Once during a match in Chandigarh, his team was bundled out for 110. After the Chandigarh side made 30 runs, Anmolpreet bowled an over and claimed two wickets. As a captain he then urged his bowlers that since he had gotten them a breakthrough, now it was their job to mop up the tail. The team would go on to win the match. Nowadays, Anmolpreet spends a lot of time bowling as well when he is at home, adds Satvinder.

And while Anmolpreet awaited his chance to get into the playing XI at the U-19 World Cup, his state coach and mentor Munish Bali, who was an assistant coach during India’s historic win in 2008 U-19 World Cup, would talk to with ward every day. “Whenever we spoke he would tell me that coach Rahul Dravid has also asked him to try bowling in the nets,” Bali says. “Of course, he was a bit disappointed about not getting chances earlier in the tournament but then we would talk about the 2008 U-19 World Cup. I would tell him how Virat too did not get many chances to bat early on, as the initial matches were low scoring and openers would bat most of the overs. And it was only in his fourth game that he got a big score against West Indies.

And Anmol was happy that he got a chance to bat at number three today,” shared Bali, who is also the head of the cricket academies for PCA.

Tuesday also saw Anmolpreet batting along with Sarfaraz Khan, a player with whom the Patiala cricketer has spent a lot of time at the domestic level. Singh’s exploits at the U-19 level has also meant that the Patiala lad won the BCCI award for the best U-19 player for two consecutive years.

Punjab U-23 coach Sunil Saggi was witness to the first time that the two boys’ paths had crossed. “It was the Katoch Shield final last year and we were playing against Mumbai at Mohali.
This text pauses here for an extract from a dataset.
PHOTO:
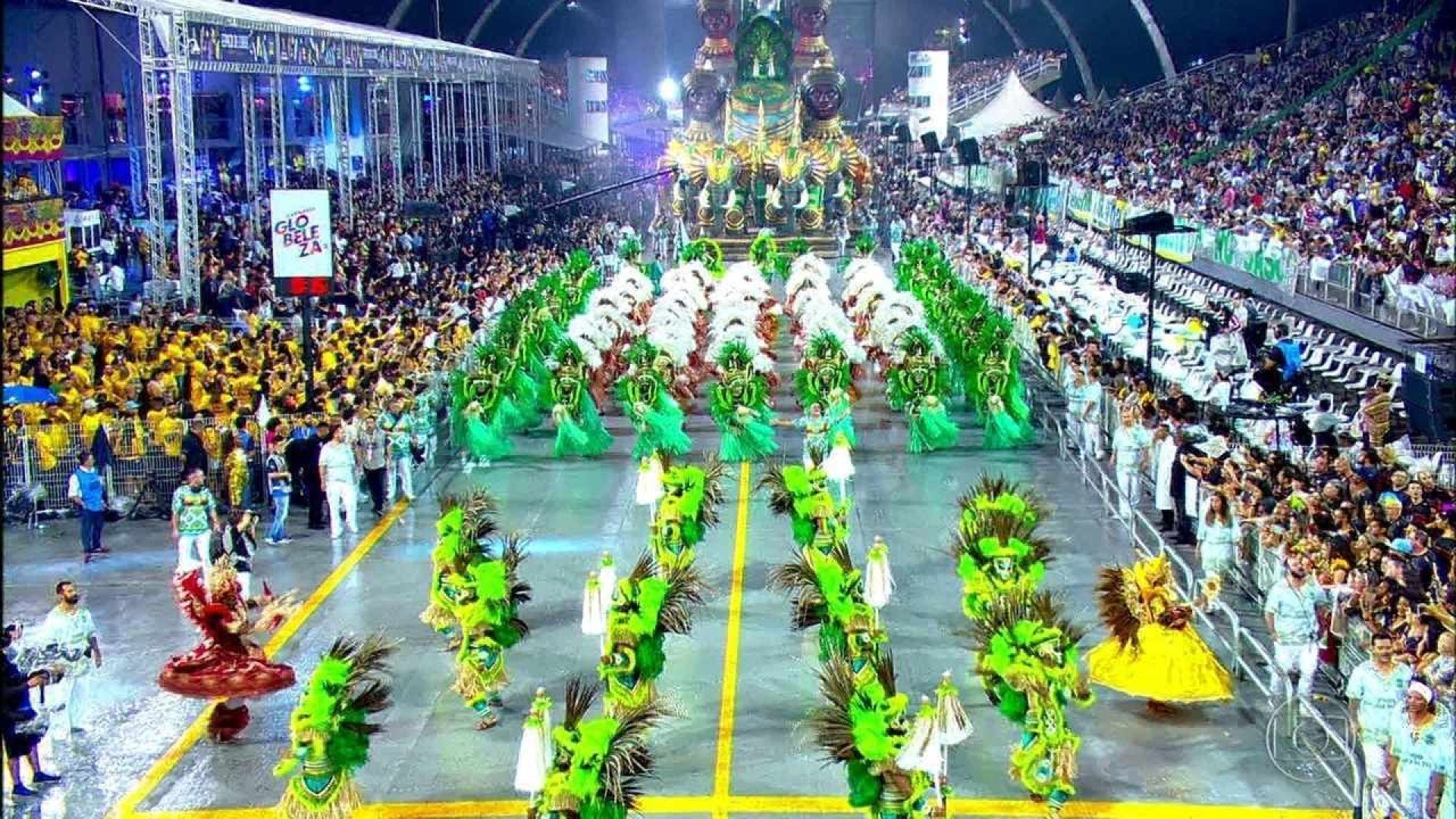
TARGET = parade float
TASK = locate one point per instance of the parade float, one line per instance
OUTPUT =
(762, 145)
Sarfaraz had smashed a century for Mumbai in the match and we were chasing a target of 465.

“Anmolpreet came at number three and he also hit a century. Even though we fell short by just four runs, he and Sarfaraz spent some time chatting and both players acknowledged each other’s innings. It was one of the best knocks that I have seen at the U-19 level,” he says.

Ask father Satvinder Singh about how massive this opportunity is for his son and the prospect of India possibly playing the final on February 14, and he says the medal could be the biggest in his family, putting to shade all his trophies. “We have saved each of his bats since his U-14 days. There are more than 60 bats at our home and I am sure if the team wins the World Cup, he will get his bat autographed by Rahul Dravid. That will be his most prized bat,” concluded Singh.